Archie, presumably, never dropped that particular F-bomb. In 2015, Lyndhurst said: “He’s filming his second series for CBBC, So Awkward. I wish I’d been as good as him at his age.” In 2020, though, family tragedy struck when Archie, only 19, died of a brain haemorrhage.

Lest we forget, Lyndhurst is not just a comic actor. In 1999, he played Uriah Heep opposite Daniel Radcliffe and Dame Maggie Smith in a BBC adaptation of David Copperfield; in 2000, he played the amoral Dr Graham Moss in Thin Ice; in 2013 he joined the cast as a regular in the police procedural New Tricks. He has won Baftas not just for his role as Rodney Trotter, but for his performance in an advert for WH Smith in which he played all four members of the same family.

Julian Glover and Lyndhurst in The Dresser.
Julian Glover and Lyndhurst in The Dresser. Photograph: Alastair Muir/REX/Shutterstock

In 2004, he played the titular role in Ronald Harwood’s The Dresser, aiding Julian Glover’s actor-manager “Sir” as he prepares to give one last performance as King Lear.
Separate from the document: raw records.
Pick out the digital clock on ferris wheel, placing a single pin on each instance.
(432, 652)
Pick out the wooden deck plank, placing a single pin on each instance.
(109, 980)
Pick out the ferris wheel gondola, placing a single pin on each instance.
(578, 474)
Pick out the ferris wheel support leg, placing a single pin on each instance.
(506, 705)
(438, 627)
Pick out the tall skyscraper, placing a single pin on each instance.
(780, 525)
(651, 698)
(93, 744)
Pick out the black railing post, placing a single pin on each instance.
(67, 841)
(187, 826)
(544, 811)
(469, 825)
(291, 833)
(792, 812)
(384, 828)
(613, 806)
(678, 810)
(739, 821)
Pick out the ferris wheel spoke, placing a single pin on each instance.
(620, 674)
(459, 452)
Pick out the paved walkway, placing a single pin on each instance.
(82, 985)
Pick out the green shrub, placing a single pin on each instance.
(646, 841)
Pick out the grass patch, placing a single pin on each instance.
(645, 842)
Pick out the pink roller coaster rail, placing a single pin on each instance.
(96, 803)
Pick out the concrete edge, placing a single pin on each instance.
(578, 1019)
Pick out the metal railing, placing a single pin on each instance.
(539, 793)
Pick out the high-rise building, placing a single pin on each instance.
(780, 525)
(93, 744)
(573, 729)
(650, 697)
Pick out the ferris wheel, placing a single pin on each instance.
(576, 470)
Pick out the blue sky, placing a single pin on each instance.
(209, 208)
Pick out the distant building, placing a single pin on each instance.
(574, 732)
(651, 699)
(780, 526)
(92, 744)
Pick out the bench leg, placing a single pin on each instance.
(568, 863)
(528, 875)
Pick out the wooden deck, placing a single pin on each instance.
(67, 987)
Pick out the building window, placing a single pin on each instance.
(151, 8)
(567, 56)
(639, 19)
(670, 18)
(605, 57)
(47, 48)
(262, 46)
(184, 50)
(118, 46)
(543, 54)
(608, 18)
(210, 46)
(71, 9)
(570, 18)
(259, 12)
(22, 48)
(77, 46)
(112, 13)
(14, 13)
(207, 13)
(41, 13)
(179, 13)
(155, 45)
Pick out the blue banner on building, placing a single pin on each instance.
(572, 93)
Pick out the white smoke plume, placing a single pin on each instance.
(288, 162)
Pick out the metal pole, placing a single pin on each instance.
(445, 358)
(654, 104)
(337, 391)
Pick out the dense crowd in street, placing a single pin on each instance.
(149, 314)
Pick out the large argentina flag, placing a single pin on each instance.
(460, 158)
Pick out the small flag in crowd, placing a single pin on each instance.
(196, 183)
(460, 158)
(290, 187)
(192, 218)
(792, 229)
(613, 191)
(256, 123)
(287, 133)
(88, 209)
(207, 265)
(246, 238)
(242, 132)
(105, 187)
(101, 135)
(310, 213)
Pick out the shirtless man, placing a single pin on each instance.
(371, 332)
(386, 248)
This time, the Guardian’s critic liked what he saw: “Lyndhurst, looking like a Dickensian Cruikshank sketch and commendably unafraid to bring out the waspish bitterness of this supposedly loyal servant, reminds us that theatre is often a refuge for the unhappy.”

Not everybody who saw the performance agreed. Lyndhurst was confronted by a theatregoer who was dismayed to discover the TV funnyman was playing a northern alcoholic gay man with mental health problems. “He said: ‘You’ve upset my wife. I brought her out for a good night because she likes your programmes and look what you’ve done! She’s in bits!’” Lyndhurst recalled. “Good,” Lyndhurst replied with understandable glee.

For many, not least the 21.3 million viewers who watched Only Fools and Horses in its pomp, Lyndhurst will always be the stupid boy, the nice-but-dim beanpole with self-esteem issues. “I’ve got this horrible feeling,” Rodney said once, “that if there is such a thing as reincarnation, knowing my luck I’ll come back as me.” For them, he will be forever the butt of another’s joke. Rodney: “I’ve been thinking …” Del Boy: “Oh, leave it out Rodney, we’re in enough trouble as it is.”